Lake Hume was also reported to be worth a try, with some trophy-size trout starting to be caught. Anglers trolling Tassie Devils and bait behind a fender were starting to get results, and angling a bait of worms or yabbies was still resulting in redfin when fished among the tree lines.
So on your way to fish at Dartmouth or on the way home, you could stop off at the Hume.
Eildon is also worth a visit. Cod can be caught in the river arms as well as the deep water in front of the wall.
Large deep diving lures, as well as scrub worms or yabbies, are worth a try.
Spinning Jackall lures near and among structure is tempting yellowbelly, and trolling Tassie Devils and baits behind a Ford Fender is resulting in trout being caught, with an occasional trophy fish among them.
Well let’s hope that we can get some decent weather soon, I am still trying to dry out from the rain. If it’s not raining, it’s foggy or windy, but you never know your luck. A good day is just around the corner — or I hope it is.

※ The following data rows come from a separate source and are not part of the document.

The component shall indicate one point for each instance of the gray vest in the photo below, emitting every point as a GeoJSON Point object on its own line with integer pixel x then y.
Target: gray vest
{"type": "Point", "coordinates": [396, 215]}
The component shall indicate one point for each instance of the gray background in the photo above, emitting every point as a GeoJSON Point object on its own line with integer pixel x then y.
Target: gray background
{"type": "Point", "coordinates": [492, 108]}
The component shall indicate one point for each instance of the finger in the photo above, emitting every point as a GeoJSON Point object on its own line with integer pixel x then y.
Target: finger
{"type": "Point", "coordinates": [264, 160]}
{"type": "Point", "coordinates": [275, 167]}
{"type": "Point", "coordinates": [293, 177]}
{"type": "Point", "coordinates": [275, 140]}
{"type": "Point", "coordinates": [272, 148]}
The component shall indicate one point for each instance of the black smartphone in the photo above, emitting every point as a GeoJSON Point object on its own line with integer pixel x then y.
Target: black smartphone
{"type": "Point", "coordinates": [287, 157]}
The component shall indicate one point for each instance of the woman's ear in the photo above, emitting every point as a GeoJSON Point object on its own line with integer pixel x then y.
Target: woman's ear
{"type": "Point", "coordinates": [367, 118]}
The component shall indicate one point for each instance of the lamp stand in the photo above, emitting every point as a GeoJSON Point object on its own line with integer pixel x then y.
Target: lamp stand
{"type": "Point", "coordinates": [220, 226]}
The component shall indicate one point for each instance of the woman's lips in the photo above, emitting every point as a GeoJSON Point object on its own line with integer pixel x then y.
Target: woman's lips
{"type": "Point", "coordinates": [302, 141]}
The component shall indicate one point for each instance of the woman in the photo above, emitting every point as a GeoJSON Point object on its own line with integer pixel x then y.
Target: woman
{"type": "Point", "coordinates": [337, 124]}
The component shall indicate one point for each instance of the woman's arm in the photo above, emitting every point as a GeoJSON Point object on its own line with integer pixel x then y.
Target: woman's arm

Down south at Queenscliff, Rod Lawn from Adamas Fishing Charters was interested in the huge freshwater stingray. He said its saltwater cousin could be seen around the jetty where he tied his boat up at the end of the day’s charter.
This monster stingray is attracted to this spot by anglers when cleaning their catch. This ray would come close to the one described at the start of my tale. Only it is a saltwater species, not a freshwater one.
Back to fishing and Rod said that when he was able to wet a line, there were some snapper to be had fishing the reef around the head of Port Phillip Bay, as well as the inshore reefs off Barwon Heads and Ocean Grove.
These are only pinky size. Rod said the big fish were still a couple of months from returning to the region.
Rod said he was also catching flathead and silver trevally, as well as gummy shark.
Rod said when it was too rough to fish, he tied his boat to the pier near the ferry terminal and fished the outgoing tide. He said he caught trevally, whiting, small salmon and bream.
North of the border, John Liddell at Eden reported snapper, morwong and other reef fish and flathead.
Graham Cowley at Narooma said it was a similar story, with some kingfish to the north of Montague Island.
Once again, big seas kept most of the boats tied up.
Well, as I said, hopefully good weather is on the way and with it some good fishing, so stay safe and if you do wet a line, good fishing.